Now we are modern backyard chicken keepers, totally into free ranging. We know happy chickens are free chickens, scratching for bugs, dust bathing in the sun, and pecking through the grass, and we treat our chickens accordingly. In fact, think it is possible we have the happiest chickens in Tallahassee…
…which might explain why those feathery girls were in that coop that day, crowded together up against the door. They were dreaming about bugs and dust and grass and the good life. In short, they wanted out, and we weren’t opening their door. They pecked and pwocked and gave us dirty chicken looks.
But they never saw the hawk.
Keeping chickens temporarily cooped up while a hawk perches high and stares at them isn’t dumb or mean. It’s just good chicken tending.

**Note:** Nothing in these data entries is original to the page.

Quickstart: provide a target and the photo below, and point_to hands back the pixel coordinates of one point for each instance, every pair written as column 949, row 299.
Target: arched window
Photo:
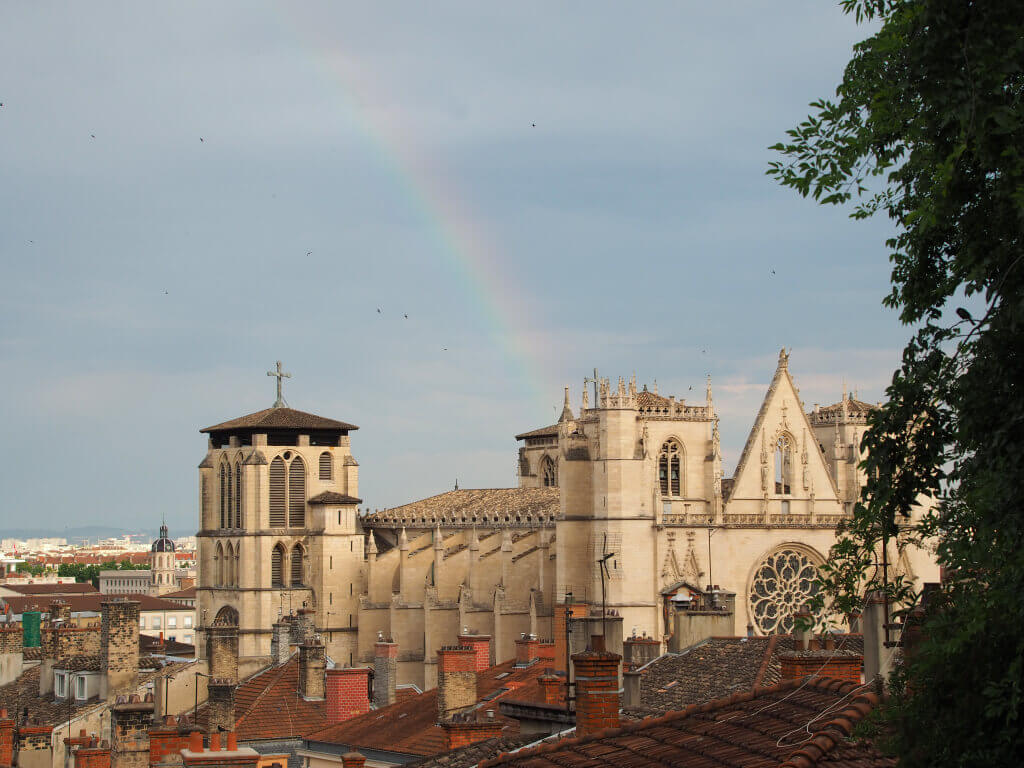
column 278, row 493
column 549, row 472
column 278, row 566
column 783, row 464
column 296, row 572
column 218, row 565
column 238, row 495
column 297, row 494
column 224, row 482
column 670, row 468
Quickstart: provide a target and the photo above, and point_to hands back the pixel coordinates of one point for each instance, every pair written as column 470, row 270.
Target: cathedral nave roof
column 280, row 418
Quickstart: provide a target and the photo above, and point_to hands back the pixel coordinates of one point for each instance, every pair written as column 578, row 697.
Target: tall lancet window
column 783, row 464
column 297, row 494
column 238, row 496
column 278, row 493
column 549, row 472
column 670, row 468
column 225, row 489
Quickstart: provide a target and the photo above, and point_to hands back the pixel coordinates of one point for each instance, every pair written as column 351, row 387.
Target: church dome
column 164, row 544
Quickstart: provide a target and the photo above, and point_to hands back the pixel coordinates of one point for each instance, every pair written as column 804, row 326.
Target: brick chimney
column 130, row 721
column 6, row 738
column 34, row 747
column 312, row 664
column 222, row 651
column 456, row 680
column 463, row 733
column 228, row 756
column 118, row 647
column 481, row 647
column 281, row 643
column 526, row 650
column 347, row 693
column 597, row 688
column 220, row 705
column 95, row 755
column 385, row 672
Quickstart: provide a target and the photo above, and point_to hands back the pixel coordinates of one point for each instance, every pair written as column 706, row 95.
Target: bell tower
column 278, row 526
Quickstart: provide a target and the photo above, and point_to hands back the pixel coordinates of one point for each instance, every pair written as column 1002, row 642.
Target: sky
column 193, row 190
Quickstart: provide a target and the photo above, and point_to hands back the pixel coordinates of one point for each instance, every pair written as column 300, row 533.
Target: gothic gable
column 781, row 458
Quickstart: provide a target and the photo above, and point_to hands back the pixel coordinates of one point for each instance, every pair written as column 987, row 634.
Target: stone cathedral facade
column 633, row 480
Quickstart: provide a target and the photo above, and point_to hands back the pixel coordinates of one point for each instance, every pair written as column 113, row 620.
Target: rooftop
column 470, row 506
column 280, row 418
column 800, row 723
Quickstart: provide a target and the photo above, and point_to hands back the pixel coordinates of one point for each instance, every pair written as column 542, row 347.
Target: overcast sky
column 189, row 192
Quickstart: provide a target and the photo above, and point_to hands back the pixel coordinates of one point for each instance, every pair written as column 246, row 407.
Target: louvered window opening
column 296, row 566
column 276, row 565
column 223, row 495
column 669, row 469
column 297, row 494
column 278, row 493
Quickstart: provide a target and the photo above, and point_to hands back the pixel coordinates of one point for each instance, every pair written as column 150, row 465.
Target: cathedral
column 621, row 509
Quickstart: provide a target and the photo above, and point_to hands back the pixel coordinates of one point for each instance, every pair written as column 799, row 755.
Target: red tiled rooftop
column 795, row 723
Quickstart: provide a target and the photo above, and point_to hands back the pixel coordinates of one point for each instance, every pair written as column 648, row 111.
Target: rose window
column 781, row 586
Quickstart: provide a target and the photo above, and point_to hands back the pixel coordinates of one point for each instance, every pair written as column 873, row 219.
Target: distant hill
column 71, row 534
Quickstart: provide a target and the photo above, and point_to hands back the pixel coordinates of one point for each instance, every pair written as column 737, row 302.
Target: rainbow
column 470, row 253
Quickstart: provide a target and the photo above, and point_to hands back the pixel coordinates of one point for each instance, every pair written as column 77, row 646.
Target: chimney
column 312, row 663
column 34, row 745
column 220, row 705
column 596, row 675
column 462, row 733
column 481, row 649
column 222, row 651
column 118, row 648
column 631, row 688
column 230, row 756
column 456, row 680
column 94, row 755
column 281, row 646
column 526, row 650
column 347, row 693
column 552, row 687
column 304, row 628
column 6, row 738
column 131, row 718
column 385, row 672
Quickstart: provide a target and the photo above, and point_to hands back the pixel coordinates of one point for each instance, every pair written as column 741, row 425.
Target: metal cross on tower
column 280, row 402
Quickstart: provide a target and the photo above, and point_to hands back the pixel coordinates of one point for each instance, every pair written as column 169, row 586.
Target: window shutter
column 278, row 494
column 297, row 494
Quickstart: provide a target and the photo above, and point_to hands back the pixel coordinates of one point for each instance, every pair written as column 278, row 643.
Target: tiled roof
column 410, row 726
column 551, row 431
column 461, row 507
column 718, row 668
column 330, row 497
column 795, row 723
column 91, row 601
column 279, row 418
column 267, row 706
column 51, row 589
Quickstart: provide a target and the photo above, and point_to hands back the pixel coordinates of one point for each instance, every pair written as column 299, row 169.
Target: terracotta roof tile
column 762, row 727
column 280, row 418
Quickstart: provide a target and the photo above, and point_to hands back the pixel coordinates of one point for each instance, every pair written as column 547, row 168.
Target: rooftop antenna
column 602, row 563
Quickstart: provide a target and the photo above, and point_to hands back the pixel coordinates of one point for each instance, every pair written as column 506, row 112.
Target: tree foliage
column 927, row 127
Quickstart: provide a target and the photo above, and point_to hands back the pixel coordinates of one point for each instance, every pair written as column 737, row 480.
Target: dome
column 164, row 544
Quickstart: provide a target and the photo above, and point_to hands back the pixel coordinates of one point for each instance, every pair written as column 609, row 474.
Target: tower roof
column 280, row 418
column 164, row 544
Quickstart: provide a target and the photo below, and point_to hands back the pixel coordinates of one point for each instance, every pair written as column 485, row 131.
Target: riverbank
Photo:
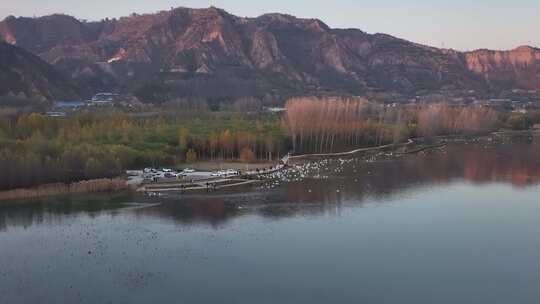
column 412, row 146
column 88, row 186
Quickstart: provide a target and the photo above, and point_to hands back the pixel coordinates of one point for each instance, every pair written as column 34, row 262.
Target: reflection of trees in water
column 516, row 164
column 52, row 212
column 379, row 181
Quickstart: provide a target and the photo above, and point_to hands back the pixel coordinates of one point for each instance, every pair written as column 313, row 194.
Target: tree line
column 36, row 149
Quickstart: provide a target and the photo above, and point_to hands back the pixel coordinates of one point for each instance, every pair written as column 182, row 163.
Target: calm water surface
column 455, row 226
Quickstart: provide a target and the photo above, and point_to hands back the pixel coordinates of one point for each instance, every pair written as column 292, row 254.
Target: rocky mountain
column 24, row 74
column 209, row 52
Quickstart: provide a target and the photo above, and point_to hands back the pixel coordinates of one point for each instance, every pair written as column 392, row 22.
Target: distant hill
column 209, row 52
column 24, row 74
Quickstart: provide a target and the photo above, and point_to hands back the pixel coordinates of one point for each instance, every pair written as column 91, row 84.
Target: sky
column 458, row 24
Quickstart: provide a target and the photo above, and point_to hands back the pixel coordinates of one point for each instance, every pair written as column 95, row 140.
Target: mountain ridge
column 209, row 52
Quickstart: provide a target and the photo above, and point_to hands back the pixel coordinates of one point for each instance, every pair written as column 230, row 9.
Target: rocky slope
column 26, row 75
column 208, row 52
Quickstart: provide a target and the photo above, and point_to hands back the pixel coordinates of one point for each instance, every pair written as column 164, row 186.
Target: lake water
column 459, row 225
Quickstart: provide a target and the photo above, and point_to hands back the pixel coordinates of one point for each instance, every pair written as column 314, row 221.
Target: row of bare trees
column 323, row 125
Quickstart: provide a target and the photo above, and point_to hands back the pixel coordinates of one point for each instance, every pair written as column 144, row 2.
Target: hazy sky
column 459, row 24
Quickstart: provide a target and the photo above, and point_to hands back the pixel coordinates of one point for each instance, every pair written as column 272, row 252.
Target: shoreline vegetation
column 39, row 150
column 412, row 146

While I snapped pictures of the whole scene and texted them to my husband, I thought about that hawk and those chickens, about our children and the boundaries we give them, about how much we love to see them happy and free, about how sometimes we spot some proverbial hawks and have to enforce some temporary boundaries, about how whether or not the children understand, protecting them from things that will damage their little souls isn’t dumb or mean; it’s just good parenting.
Then I got to thinking about how sometimes God’s grace is like that.
I see the daily kind of grace pretty easily when I get what I want and know I don’t deserve it. I miss it pretty easily when I don’t get what I want and think I do deserve it. When the relationship isn’t restored, when the job isn’t offered, when the test isn’t passed, when the diagnosis isn’t good… basically when life restricts me beyond what I can control, I far too quickly wonder where grace has gone.
But my chickens and my children… they are reminding me about the other kind of grace – the grace that comes when God sees the hawks and I don’t. They are reminding me that restrictions beyond my control are always within His, and this too is grace.
Sammy and I sat together the other day and watched a hawk while it watched our chickens, and today a happy flock of hens who never saw it waiting there foraged for bugs in our yard, alive and free.